In Austria, there are still numerous secured old landfills or domestic waste landfills in the decommissioning phase whose remaining emission potential can pose an environmental risk. These landfills and old deposits must be regularly examined for their risk in order to decide whether further measures are necessary or whether the costly securing or aftercare can be discontinued. Today, the investigations are carried out using standardized chemical-physical methods. In addition to these methods, some of which only identify individual parameters after complex wet-chemical preparation steps, FTIR (Fourier Transform Infrared) spectroscopy was developed a few years ago as a rapid and holistic analysis approach. FTIR spectroscopy produces absorption spectra that allow conclusions to be drawn about organic and inorganic compounds in samples.

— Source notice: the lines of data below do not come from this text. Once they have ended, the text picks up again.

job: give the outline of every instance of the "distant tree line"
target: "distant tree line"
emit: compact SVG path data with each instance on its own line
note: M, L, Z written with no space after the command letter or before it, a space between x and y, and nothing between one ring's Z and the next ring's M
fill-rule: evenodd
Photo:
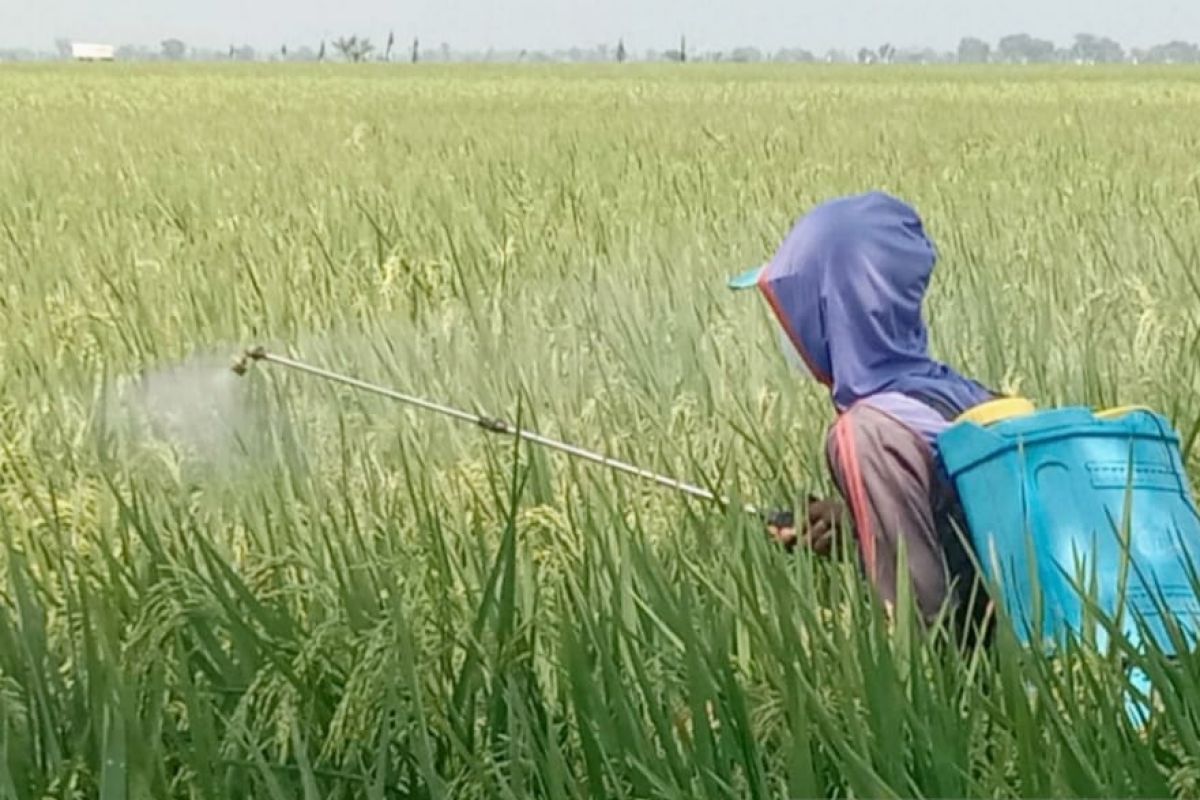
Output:
M71 41L55 41L53 53L38 53L29 49L0 50L0 61L26 61L40 59L71 58ZM676 48L646 50L635 54L625 47L624 41L617 44L598 44L595 47L572 47L557 50L452 50L443 42L433 49L422 49L420 40L413 38L412 46L396 48L395 32L389 32L383 47L366 36L340 36L319 46L289 47L281 44L278 50L258 52L248 44L230 44L227 49L205 49L188 47L178 38L168 38L157 48L142 44L124 44L116 49L116 58L122 61L420 61L449 62L604 62L604 61L674 61L674 62L714 62L732 61L752 62L830 62L830 64L1200 64L1200 47L1182 40L1156 44L1150 48L1126 49L1108 36L1076 34L1068 47L1060 47L1050 40L1038 38L1028 34L1003 36L995 43L973 36L964 37L954 52L938 52L932 48L896 48L889 43L880 47L863 47L857 53L828 50L816 54L803 48L782 48L774 52L756 47L736 47L728 50L692 52L688 40L679 37Z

In the original form of these investigations, transmission measurements of solid samples in KBr compacts were used, which also required considerable time and skill on the part of the analyst to prepare the sample. In recent years, ATR (Attenuated Total Reflection) FTIR spectroscopy, which can directly measure homogenized powdered samples, has been favoured, reducing the time and effort required and enabling higher sample throughput. Thanks to this progress, it is now possible to use the method in many more laboratories and to establish it as a routine method in the future. The disadvantage is that the spectra of ATR-FTIR spectroscopy differ in their band height and the models already established for the transmission FTIR method cannot be used. In order to develop or adapt new models, a sufficient number of samples with known and varying wet chemical parameters must be measured.
The aim of this project is to develop and validate models for ATR-FTIR spectra that include the relevant stability parameters AT4 and a gas donation sum GS21 <20 Nl on the basis of already wet-chemically analyzed retention samples of seepage, pumping and groundwater.